Comment Jacques Grimm aurait-il justifié, si on le lui avait demandé, son affirmation ? Comment aurait-il établi que « la comparaison de la beauté avec la neige et le sang » serait presque banale, ou tout au moins monnaie courante chez les poètes de tous les peuples ? nous n’en savons rien, et nous serions très obligé à quiconque nous apporterait, à l’appui de cette assertion, qui nous paraît gratuite, des citations de poètes non pas de tous les peuples, mais d’un seul peuple [1].

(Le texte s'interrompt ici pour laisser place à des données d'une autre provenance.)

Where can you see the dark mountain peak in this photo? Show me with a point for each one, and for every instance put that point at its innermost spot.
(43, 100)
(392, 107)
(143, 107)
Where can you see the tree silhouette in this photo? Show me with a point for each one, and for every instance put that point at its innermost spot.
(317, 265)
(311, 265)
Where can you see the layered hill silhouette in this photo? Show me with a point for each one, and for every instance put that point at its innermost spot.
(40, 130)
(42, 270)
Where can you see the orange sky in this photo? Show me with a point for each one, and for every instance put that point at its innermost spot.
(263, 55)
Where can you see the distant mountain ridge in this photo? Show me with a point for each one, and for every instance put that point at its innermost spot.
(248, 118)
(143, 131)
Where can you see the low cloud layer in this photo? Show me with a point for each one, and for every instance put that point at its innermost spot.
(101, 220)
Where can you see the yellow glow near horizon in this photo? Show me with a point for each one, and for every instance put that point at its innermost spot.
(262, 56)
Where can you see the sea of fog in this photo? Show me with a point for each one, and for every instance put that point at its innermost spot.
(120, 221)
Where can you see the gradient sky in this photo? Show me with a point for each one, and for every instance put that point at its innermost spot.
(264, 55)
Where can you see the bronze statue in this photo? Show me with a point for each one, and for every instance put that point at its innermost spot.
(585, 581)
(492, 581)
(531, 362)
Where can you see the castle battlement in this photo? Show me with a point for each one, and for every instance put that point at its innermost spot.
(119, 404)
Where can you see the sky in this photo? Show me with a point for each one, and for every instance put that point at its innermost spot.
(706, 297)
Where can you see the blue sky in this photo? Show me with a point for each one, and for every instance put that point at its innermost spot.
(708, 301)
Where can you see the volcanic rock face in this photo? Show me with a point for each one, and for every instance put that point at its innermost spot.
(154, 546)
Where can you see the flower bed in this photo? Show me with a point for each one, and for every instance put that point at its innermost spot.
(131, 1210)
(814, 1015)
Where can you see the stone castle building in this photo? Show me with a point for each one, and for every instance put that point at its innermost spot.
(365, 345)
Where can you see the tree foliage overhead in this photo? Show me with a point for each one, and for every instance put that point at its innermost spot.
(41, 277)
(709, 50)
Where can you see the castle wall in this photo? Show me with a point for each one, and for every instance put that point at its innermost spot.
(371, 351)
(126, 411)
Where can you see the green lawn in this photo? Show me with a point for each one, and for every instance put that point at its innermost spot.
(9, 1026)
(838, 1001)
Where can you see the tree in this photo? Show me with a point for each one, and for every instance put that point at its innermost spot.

Sur tous les points, du reste, Jacques Grimm se paie de généralités et se garde de serrer de près la question. En effet, quand même la « comparaison de la beauté avec la neige et le sang » serait banale, non seulement chez les poètes de tout pays, mais aussi chez les prosateurs, l’épisode qui en est, d’après Grimm, « l’expression épique », l’épisode du chasseur et de son souhait à la vue d’un corbeau ou d’une pièce de gibier saignant sur la neige, n’a rien de banal, et ses détails précis montrent bien qu’il n’a pu être inventé à la fois dans l’Asie centrale et en Italie ou dans les pays celtiques (Jacques Grimm connaissait aussi des contes de ces derniers pays), sans parler d’autres régions que Grimm ne pouvait connaître à l’époque où il écrivait sa Préface au Pentamerone. La génération spontanée n’est pas plus possible ici qu’ailleurs, et, bon gré mal gré, il faut nécessairement en arriver à la thèse de l’importation d’un produit fabriqué, fabriqué, quels qu’en soient

  1. Nous savons parfaitement qu’une ballade écossaise (F. J. Child, The English and Scottisch Popular Ballads, Boston, 1884-1896, n° 96 E, 6) contient ces deux vers (dans le dialecte du pays) :

    The red that’s on my true-love’s cheek,
    Is like blood-drops on the snaw.

    (« Le rouge sur la joue de ma bien-aimée est comme des gouttes de sang sur la neige. »)

    Mais nous connaissons aussi une autre ballade celtique, une ballade irlandaise du xve siècle (A. Nutt, op. cit., p. 433), dans laquelle la beauté du héros Fraoch est ainsi décrite : « Sa chevelure était plus noire que le plumage du corbeau ; ses joues, plus rouges que le sang du veau (than blood of the calf) ;… sa peau plus blanche que la neige. » Ici le détail bizarre du « sang du veau » est une allusion évidente à la légende irlandaise de Deirdre, citée plus haut. Dans l’autre ballade ces « gouttes de sang sur la neige » nous paraissent une allusion à une autre forme celtique de l’épisode du sang sur la neige. Rien donc ici d’une comparaison poétique banale.